Indici di variabilità
sales volume median_price listings months_inventory
Range 344.00 75.38 106200.00 2553.00 11.50
IQR 120.00 23.23 32750.00 1029.50 3.15
Varianza 6344.30 277.27 513572983.09 566568.97 5.31
Deviazione_std 79.65 16.65 22662.15 752.71 2.30
CV 41.42 53.71 17.08 43.31 25.06

Le quantità vendute, il valore totale delle vendite e il numero totale di annunci attivi, sono caratterizzate da una variabilità sufficientemente elevata rispetto all media. Limitata, invece, la variabilità del prezzo mediano e tempo necessario di esaurimento delle inserzioni pubblicitarie.

Per la natura della variabile nel contesto del mercato immobiliare, é fisiologico che il valore totale delle vendite sia quello con la maggiore dispersione, con alti e bassi molto variabili a seconda della performance mensile registrata.

shape_index_table <- lapply(df[df_var], function(x) {
  c(
  Asimmetria = round(skewness(x),2),
  Curtosi = round(kurtosis(x)-3,2)
  )
}
)

shape_index_table <- as.data.frame(shape_index_table)

kable(shape_index_table, caption = "Indici di forma")
Indici di forma
sales volume median_price listings months_inventory
Asimmetria 0.72 0.88 -0.36 0.65 0.04
Curtosi -0.31 0.18 -0.62 -0.79 -0.17

Months inventory é l’unica variabile quasi perfettamente simmetrica, con media, mediana e moda in prossimità dello stesso valore.
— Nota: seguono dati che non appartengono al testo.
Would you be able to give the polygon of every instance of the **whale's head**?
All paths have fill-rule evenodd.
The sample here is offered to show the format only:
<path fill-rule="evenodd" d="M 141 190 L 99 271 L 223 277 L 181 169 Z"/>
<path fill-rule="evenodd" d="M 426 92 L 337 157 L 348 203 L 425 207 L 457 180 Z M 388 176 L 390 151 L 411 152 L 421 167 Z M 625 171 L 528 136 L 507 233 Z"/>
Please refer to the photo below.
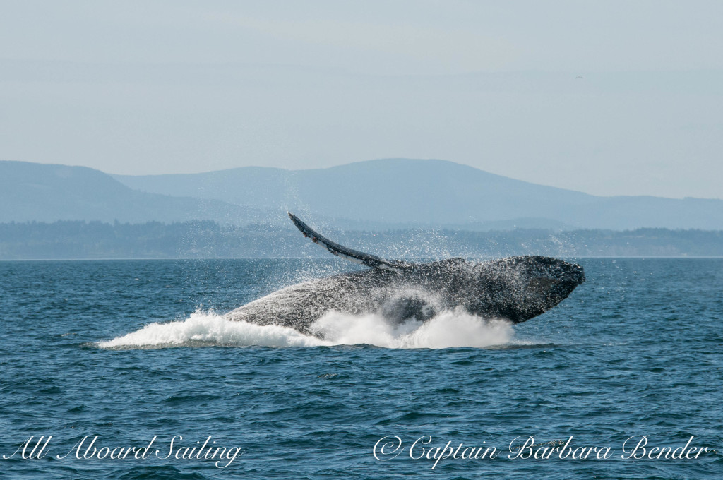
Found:
<path fill-rule="evenodd" d="M 585 281 L 578 265 L 549 257 L 512 257 L 478 264 L 471 311 L 514 322 L 544 313 Z"/>

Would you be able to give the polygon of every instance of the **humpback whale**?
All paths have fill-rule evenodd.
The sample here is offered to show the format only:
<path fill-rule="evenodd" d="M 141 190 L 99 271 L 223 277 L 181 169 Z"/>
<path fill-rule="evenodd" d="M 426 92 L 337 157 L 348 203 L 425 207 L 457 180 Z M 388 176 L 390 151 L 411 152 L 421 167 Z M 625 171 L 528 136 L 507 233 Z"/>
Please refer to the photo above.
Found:
<path fill-rule="evenodd" d="M 580 265 L 536 255 L 487 262 L 450 258 L 427 263 L 389 260 L 329 240 L 289 213 L 304 237 L 369 268 L 292 285 L 226 314 L 232 320 L 278 325 L 318 337 L 313 323 L 335 311 L 375 313 L 388 321 L 426 321 L 463 309 L 518 323 L 552 308 L 585 281 Z"/>

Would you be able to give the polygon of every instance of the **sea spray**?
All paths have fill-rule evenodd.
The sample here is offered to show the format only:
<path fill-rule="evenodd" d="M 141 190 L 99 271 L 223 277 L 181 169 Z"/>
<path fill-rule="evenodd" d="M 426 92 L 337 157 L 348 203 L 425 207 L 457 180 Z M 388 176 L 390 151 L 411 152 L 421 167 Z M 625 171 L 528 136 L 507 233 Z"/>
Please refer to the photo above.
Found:
<path fill-rule="evenodd" d="M 381 315 L 330 312 L 311 325 L 318 335 L 304 335 L 278 325 L 229 320 L 213 311 L 197 311 L 184 320 L 151 323 L 98 346 L 103 348 L 173 346 L 305 347 L 366 343 L 388 348 L 484 348 L 510 341 L 507 322 L 485 320 L 461 309 L 442 312 L 425 322 L 393 325 Z"/>

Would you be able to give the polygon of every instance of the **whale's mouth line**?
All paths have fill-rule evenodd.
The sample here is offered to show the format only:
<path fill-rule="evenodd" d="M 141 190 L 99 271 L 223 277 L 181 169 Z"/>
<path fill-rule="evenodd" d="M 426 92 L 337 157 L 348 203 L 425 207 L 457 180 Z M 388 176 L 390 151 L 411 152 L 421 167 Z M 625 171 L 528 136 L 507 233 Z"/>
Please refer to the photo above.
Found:
<path fill-rule="evenodd" d="M 377 314 L 330 312 L 311 324 L 315 335 L 276 325 L 231 320 L 213 312 L 151 323 L 134 332 L 100 341 L 103 349 L 220 347 L 320 347 L 368 345 L 393 349 L 497 348 L 514 341 L 505 320 L 483 319 L 461 310 L 442 312 L 426 322 L 394 323 Z"/>

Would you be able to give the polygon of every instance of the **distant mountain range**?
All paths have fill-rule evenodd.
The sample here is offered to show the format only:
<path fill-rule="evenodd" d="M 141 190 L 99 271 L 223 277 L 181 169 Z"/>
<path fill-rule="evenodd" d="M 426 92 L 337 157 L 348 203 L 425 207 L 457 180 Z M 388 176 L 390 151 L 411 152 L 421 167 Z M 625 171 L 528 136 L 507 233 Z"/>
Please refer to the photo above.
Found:
<path fill-rule="evenodd" d="M 0 202 L 0 222 L 286 224 L 291 210 L 320 226 L 347 228 L 723 229 L 723 200 L 597 197 L 438 160 L 140 176 L 2 161 Z"/>

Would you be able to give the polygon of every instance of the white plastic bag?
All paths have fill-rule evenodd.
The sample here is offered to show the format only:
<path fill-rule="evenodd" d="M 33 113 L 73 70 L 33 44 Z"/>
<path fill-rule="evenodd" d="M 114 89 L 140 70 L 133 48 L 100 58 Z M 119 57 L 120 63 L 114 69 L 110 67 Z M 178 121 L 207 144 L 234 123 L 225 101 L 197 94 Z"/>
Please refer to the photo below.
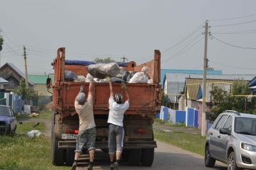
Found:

L’assimmetria é positiva per tutte le variabili, tranne median price, che é caratterizzata dalla mediana minore della moda.

Volume, invce, deiversamente dalle altre variabili, tende ad avere frequenze elevate di valori più bassi, tende ad avere la forma quasi “normale”. Inoltre, vi é la presenza di code più pesanti della distribuzione, quindi valori particolarmente alti (outlier) che influenzano la variabilità e la media.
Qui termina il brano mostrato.